Myoepithelial tumors only recently have been recognized as occurring primarily in soft tissue, and only a few cases have been described in the literature. The occurrence of these tumors in the hand is even more limited. In this article, we review the clinical, radiologic, and histologic features of a benign myoepithelioma of the hypothenar region of the left hand. (J Hand Surg 2007;32A:674 – 676. Copyright © 2007 by the American Society for Surgery of the Hand.) Key words: Hand, magnetic resonance imaging, myoepithelioma, soft tissue.
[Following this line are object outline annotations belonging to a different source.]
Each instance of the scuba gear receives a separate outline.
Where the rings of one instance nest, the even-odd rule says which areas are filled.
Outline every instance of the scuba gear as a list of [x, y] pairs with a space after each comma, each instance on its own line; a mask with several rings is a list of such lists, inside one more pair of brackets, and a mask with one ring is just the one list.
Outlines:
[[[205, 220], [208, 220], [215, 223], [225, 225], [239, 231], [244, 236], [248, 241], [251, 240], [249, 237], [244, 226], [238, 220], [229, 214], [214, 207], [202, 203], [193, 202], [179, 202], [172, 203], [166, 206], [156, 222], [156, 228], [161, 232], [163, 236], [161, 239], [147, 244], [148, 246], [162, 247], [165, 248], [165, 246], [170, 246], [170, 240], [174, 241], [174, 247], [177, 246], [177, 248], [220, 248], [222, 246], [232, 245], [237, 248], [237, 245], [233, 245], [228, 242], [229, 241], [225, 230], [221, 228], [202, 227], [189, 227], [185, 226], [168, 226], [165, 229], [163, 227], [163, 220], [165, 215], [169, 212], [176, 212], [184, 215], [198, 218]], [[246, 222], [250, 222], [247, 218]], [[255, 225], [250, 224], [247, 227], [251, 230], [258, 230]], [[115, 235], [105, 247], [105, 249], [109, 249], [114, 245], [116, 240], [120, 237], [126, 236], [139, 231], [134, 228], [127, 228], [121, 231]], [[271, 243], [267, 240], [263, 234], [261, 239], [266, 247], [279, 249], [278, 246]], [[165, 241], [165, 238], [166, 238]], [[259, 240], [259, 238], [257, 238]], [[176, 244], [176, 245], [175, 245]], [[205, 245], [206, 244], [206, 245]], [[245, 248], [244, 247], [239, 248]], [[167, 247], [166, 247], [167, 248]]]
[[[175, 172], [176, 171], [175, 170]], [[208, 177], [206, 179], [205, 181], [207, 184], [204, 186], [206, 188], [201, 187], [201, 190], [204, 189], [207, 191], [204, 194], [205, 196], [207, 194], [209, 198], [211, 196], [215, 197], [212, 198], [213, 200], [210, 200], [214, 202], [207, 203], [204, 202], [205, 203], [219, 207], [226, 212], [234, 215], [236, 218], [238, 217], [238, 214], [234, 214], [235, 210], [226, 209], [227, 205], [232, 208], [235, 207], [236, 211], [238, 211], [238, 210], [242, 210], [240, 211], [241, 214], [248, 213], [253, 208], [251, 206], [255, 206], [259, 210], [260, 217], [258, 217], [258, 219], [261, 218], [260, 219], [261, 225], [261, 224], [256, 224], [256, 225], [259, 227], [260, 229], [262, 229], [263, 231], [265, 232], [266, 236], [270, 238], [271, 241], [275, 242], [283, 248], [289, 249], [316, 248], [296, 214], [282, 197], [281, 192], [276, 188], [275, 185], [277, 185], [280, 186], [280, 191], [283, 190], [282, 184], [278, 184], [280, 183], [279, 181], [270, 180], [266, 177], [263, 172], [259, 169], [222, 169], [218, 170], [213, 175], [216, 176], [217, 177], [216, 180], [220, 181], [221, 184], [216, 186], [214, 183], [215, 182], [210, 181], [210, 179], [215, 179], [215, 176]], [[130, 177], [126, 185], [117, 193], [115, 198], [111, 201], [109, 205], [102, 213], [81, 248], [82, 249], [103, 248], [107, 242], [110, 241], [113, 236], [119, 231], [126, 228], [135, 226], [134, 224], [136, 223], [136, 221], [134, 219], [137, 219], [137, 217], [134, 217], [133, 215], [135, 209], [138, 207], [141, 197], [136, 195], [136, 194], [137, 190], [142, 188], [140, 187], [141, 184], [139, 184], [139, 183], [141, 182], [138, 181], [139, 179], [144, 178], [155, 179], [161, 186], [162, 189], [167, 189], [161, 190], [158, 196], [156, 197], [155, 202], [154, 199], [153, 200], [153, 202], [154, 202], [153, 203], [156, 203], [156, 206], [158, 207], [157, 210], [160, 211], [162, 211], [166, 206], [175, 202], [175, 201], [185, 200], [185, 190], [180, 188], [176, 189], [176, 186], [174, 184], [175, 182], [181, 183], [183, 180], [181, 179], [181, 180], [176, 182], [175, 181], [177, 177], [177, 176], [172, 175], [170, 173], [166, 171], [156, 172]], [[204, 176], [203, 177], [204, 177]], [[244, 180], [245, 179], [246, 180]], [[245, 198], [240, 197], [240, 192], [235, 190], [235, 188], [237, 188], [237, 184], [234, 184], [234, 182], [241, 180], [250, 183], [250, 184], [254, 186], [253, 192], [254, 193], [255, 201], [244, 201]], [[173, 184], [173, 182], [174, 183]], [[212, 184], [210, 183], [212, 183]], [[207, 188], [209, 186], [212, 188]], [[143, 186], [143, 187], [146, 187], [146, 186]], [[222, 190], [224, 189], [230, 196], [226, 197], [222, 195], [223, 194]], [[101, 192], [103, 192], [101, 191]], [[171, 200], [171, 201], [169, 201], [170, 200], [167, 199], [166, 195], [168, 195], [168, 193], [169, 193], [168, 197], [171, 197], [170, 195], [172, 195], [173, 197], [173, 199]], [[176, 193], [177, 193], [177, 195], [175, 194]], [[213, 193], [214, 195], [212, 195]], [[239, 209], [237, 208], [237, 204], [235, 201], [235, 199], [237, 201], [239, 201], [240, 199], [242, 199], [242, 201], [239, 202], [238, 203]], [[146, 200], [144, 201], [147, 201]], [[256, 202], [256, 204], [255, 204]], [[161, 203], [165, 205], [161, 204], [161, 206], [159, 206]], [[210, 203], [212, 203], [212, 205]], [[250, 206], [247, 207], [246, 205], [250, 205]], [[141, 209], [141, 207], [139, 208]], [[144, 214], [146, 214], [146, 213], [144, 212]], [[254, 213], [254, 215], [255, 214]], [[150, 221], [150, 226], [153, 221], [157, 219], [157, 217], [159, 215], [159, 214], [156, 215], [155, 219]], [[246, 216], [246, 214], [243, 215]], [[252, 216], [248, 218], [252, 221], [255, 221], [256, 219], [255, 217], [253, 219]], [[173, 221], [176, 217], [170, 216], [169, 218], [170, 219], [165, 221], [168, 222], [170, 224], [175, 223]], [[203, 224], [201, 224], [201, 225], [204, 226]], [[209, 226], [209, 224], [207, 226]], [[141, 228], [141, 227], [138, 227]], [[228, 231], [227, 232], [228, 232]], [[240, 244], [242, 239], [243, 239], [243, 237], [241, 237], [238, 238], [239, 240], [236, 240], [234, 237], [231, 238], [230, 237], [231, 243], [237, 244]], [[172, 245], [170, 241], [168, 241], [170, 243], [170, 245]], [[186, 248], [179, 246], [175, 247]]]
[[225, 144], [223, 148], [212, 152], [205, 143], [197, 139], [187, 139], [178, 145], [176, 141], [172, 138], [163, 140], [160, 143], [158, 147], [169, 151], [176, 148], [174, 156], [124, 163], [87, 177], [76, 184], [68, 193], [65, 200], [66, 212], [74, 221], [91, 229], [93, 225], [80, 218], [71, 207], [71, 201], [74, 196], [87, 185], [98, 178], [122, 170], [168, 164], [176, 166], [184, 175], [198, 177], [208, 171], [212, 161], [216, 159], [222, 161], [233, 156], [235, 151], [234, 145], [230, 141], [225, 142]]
yoepithelial tumors of the soft tissue are rare, although they are relatively common in the skin and salivary glands, especially the parotid gland. In a clinicopathologic study of 101 myoepithelial tumors occurring in soft tissue, only 5 cases originated in the hand.1 To our knowledge, there has been only 1 case report2 of a soft-tissue myoepithelioma originating in the hand— one in which the tumor was located in the thenar eminence of the left hand. Unlike our case, in which the patient presented with enlargement of the hypothenar region only, that patient had dilated tortuous veins on the overlying skin, and the plain radiograph showed a soft-tissue enlargement containing a nodular calcification. Its characteristics on magnetic resonance image (MRI) generally resembled those of our case, the only differences being that in our case the tumor was lobulated and the signal intensity on T2-weighted images was heterogeneous.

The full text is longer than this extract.